![Alt text](gru1.png)

# Gated Recurrent Units (GRU)

## Overview
Gated Recurrent Units (GRUs) are a type of Recurrent Neural Network (RNN) designed to capture dependencies in sequential data. They are similar to Long Short-Term Memory (LSTM) networks but with a simpler architecture, making them faster and more efficient.

## Architecture of GRU

A GRU unit consists of:

1. **Hidden State (\(h_t\))**: Represents the current memory state of the network.
2. **Gates**: GRUs have two main gates that control the flow of information:
   - **Update Gate (\(z_t\))**: Determines how much of the past information needs to be passed along to the future.
   - **Reset Gate (\(r_t\))**: Determines how much of the past information to forget.
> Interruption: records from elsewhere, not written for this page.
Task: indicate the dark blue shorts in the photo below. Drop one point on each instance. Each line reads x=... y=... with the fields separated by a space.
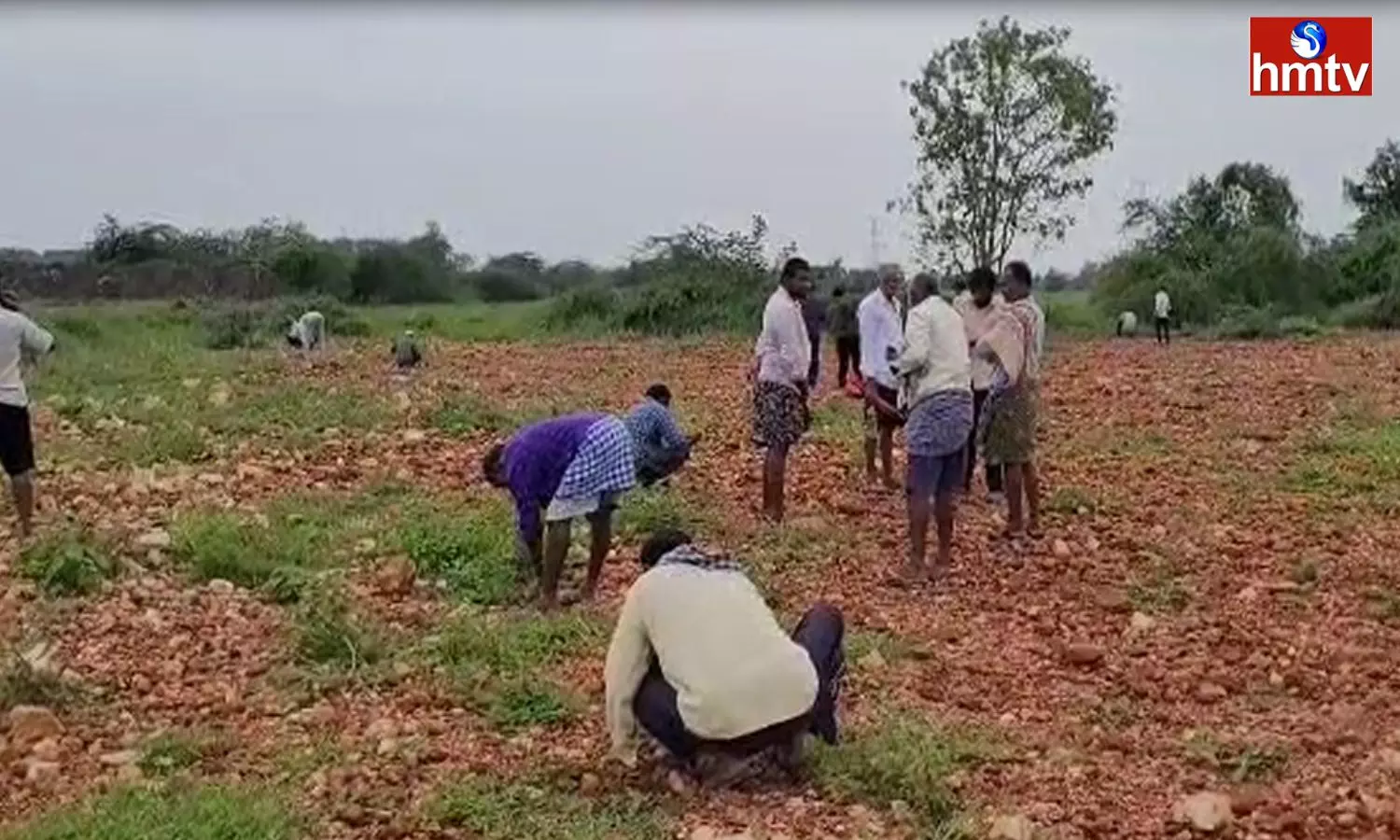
x=937 y=475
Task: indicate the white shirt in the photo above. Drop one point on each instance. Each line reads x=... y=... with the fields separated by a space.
x=974 y=324
x=878 y=318
x=935 y=350
x=19 y=336
x=733 y=666
x=783 y=349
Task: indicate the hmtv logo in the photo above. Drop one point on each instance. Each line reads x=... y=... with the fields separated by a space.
x=1309 y=56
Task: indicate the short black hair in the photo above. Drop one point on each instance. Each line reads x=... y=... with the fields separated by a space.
x=1019 y=271
x=492 y=462
x=982 y=277
x=663 y=542
x=794 y=265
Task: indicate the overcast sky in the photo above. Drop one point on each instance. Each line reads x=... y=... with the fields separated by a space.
x=576 y=131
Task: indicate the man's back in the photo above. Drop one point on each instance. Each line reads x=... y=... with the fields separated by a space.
x=19 y=336
x=734 y=668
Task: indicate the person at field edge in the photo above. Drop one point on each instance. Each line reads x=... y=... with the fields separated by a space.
x=717 y=693
x=661 y=447
x=308 y=330
x=560 y=469
x=882 y=335
x=814 y=315
x=937 y=370
x=846 y=333
x=781 y=366
x=1008 y=422
x=1127 y=324
x=1162 y=313
x=977 y=307
x=406 y=353
x=20 y=339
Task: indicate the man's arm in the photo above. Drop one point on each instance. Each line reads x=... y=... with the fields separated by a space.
x=629 y=657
### Mathematical Representation

1. **Update Gate**:
   $$
   z_t = \sigma(W_z \cdot [h_{t-1}, x_t] + b_z)
   $$

2. **Reset Gate**:
   $$
   r_t = \sigma(W_r \cdot [h_{t-1}, x_t] + b_r)
   $$

3. **Candidate Hidden State**:
   $$
   \tilde{h}_t = \tanh(W_h \cdot [r_t * h_{t-1}, x_t] + b_h)
   $$

4. **Update Hidden State**:
   $$
   h_t = (1 - z_t) * h_{t-1} + z_t * \tilde{h}_t
   $$

### Summary of GRU Equations
- Update gate: \( z_t \)
- Reset gate: \( r_t \)
- Candidate hidden state: \( \tilde{h}_t \)
- Hidden state update: \( h_t \)

## Use Cases of GRU

GRUs are widely used in various applications, including:

1. **Natural Language Processing (NLP)**:
   - Language modeling
   - Machine translation
   - Sentiment analysis

2. **Time Series Forecasting**:
   - Predicting stock prices
   - Weather forecasting

3. **Speech Recognition**:
   - Converting audio signals to text.

4. **Music Generation**:
   - Composing melodies based on previous notes.

5. **Video Analysis**:
   - Activity recognition in video streams.

## Advantages of GRU

- **Simplicity**: GRUs have a simpler architecture compared to LSTMs, making them faster to train.
- **Fewer Parameters**: They require fewer parameters than LSTMs, which can reduce the risk of overfitting.

## Disadvantages of GRU

- **Less Control**: The simpler architecture may limit their ability to model complex dependencies compared to LSTMs in some cases.
- **Performance Variability**: Depending on the task, GRUs may not always outperform LSTMs.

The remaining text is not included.